Given an integer array nums and an integer k, return the k most frequent elements. You may return the answer in any order.

Example 1:

Input: nums = [1,1,1,2,2,3], k = 2
Output: [1,2]

Example 2:

Input: nums = [1], k = 1
Output: [1]

Constraints:

1 <= nums.length <= 10⁵
-10⁴ <= nums[i] <= 10⁴
k is in the range [1, the number of unique elements in the array].
It is guaranteed that the answer is unique.

Follow up: Your algorithm's time complexity must be better than O(n log n), where n is the array's size.

Solution

top-k-frequent-elements.py

class Solution:
    def topKFrequent(self, nums: List[int], k: int) -> List[int]:
        buckets = [[] for _ in range(len(nums)+1)]

        c = collections.Counter(nums).items()

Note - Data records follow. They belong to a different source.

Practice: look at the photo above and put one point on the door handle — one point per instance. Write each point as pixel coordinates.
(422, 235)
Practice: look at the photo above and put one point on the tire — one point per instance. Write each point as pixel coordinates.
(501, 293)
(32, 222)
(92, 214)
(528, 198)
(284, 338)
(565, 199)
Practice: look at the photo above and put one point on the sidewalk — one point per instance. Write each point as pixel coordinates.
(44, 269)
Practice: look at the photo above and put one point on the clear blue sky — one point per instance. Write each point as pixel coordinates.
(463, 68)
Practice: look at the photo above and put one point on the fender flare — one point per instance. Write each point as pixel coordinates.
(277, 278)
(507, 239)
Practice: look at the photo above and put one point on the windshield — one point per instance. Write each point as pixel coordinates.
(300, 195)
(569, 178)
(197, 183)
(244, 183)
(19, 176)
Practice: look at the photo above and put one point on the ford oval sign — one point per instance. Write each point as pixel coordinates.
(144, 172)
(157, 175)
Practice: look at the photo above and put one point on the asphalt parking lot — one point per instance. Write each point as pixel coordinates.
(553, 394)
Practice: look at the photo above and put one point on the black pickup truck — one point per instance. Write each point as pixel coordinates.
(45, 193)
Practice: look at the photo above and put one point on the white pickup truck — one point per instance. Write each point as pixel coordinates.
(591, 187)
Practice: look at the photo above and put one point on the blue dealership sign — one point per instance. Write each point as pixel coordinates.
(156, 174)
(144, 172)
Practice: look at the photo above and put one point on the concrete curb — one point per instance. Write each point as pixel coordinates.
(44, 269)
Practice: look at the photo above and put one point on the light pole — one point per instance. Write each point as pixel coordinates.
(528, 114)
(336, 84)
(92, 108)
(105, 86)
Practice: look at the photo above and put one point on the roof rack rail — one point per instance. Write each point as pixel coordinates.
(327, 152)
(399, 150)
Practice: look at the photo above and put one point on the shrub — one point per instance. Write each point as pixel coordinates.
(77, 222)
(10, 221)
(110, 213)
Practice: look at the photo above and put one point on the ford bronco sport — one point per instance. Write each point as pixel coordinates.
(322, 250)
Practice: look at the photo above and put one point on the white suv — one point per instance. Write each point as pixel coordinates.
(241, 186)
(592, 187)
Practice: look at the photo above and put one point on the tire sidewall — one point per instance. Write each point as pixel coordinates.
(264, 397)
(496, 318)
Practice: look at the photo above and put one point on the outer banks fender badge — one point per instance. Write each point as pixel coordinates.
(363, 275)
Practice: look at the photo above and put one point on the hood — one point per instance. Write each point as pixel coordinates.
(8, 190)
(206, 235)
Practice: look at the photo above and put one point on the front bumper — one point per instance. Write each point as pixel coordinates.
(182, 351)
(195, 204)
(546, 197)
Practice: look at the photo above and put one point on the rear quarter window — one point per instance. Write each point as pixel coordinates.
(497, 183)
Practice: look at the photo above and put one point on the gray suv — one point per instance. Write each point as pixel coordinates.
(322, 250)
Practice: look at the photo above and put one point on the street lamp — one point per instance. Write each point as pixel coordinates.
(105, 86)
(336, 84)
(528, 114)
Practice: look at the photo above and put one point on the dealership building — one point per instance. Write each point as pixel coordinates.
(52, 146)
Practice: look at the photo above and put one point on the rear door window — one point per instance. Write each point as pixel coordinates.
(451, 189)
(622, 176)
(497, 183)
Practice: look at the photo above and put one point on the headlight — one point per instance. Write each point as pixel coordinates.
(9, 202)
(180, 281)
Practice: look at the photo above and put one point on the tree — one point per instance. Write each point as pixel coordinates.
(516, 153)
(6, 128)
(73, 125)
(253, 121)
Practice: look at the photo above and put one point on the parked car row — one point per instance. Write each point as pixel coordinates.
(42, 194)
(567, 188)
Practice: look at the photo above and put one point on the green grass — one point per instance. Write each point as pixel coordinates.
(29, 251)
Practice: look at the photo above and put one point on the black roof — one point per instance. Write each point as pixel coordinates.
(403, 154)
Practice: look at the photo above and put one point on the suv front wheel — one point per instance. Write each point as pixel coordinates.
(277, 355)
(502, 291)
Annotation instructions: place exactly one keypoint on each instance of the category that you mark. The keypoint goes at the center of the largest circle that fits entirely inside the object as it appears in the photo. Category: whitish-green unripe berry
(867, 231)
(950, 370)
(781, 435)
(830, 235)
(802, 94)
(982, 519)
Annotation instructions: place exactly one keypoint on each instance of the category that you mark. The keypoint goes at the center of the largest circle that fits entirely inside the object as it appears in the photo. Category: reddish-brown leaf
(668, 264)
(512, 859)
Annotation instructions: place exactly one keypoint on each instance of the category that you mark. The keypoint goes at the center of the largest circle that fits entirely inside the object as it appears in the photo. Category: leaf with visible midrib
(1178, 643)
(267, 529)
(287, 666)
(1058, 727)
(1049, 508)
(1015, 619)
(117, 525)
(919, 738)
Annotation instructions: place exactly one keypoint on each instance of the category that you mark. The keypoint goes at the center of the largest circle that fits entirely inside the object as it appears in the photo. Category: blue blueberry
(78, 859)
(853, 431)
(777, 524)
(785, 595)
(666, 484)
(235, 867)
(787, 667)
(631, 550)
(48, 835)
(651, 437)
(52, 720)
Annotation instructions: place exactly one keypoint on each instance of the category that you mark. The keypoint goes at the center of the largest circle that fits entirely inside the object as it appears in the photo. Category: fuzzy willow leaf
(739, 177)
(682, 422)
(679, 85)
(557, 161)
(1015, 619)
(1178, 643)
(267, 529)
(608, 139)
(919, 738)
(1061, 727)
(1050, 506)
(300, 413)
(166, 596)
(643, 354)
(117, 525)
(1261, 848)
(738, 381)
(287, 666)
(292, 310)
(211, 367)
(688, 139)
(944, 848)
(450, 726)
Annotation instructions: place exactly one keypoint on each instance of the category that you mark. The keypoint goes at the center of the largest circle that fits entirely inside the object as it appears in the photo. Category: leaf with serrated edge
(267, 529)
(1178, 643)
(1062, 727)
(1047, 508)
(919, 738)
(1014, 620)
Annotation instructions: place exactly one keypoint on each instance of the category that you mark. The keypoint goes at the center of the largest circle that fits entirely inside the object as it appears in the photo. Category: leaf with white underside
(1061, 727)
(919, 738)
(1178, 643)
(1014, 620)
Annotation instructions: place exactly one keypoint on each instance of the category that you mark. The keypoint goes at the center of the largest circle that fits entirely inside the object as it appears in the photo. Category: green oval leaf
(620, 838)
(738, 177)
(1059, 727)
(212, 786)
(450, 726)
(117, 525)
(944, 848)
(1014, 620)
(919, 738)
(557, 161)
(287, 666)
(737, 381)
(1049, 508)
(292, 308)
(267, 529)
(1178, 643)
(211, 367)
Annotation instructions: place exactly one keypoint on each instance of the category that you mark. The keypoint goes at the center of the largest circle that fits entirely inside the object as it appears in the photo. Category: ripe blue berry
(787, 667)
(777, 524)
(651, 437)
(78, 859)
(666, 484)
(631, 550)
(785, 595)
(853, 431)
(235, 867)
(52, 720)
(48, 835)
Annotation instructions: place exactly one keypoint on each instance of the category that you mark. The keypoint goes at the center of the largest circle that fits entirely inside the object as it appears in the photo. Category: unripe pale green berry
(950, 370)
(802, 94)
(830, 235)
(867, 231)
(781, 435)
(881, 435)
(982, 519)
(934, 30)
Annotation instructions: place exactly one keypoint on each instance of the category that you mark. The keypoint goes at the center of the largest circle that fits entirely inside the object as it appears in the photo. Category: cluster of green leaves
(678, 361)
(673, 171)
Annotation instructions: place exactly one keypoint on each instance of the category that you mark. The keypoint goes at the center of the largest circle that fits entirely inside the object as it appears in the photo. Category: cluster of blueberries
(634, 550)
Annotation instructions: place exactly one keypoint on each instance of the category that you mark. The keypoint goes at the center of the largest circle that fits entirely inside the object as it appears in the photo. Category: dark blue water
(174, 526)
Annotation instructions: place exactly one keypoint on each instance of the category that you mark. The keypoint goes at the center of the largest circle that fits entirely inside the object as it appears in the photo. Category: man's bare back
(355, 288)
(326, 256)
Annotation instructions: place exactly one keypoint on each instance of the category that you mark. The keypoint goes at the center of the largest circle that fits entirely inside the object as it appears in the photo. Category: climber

        for num,freq in c:
            buckets[freq].append(num)

        res = []
        pointer = len(buckets) - 1

        while k > 0 and pointer >= 0:
            while k > 0 and len(buckets[pointer]) > 0:
                res.append(buckets[pointer].pop())
                k -= 1
            pointer -= 1

        return res

top-k-frequent-elements.cpp

class Solution {
public:
    vector<int> topKFrequent(vector<int>& nums, int k) {
        unordered_map<int,int> mp;

        for (int num: nums)
            ++mp[num];


        vector<vector<int>> buckets(nums.size() + 1); 
        for (auto v: mp)
            buckets[v.second].push_back(v.first);


        vector<int> res;
        for (int i = buckets.size() - 1; i >= 0 && res.size() < k; --i){
            for (int num : buckets[i]){
                res.push_back(num);

                if (res.size() == k)
                    break;
            }
        }

        return res;
    }
};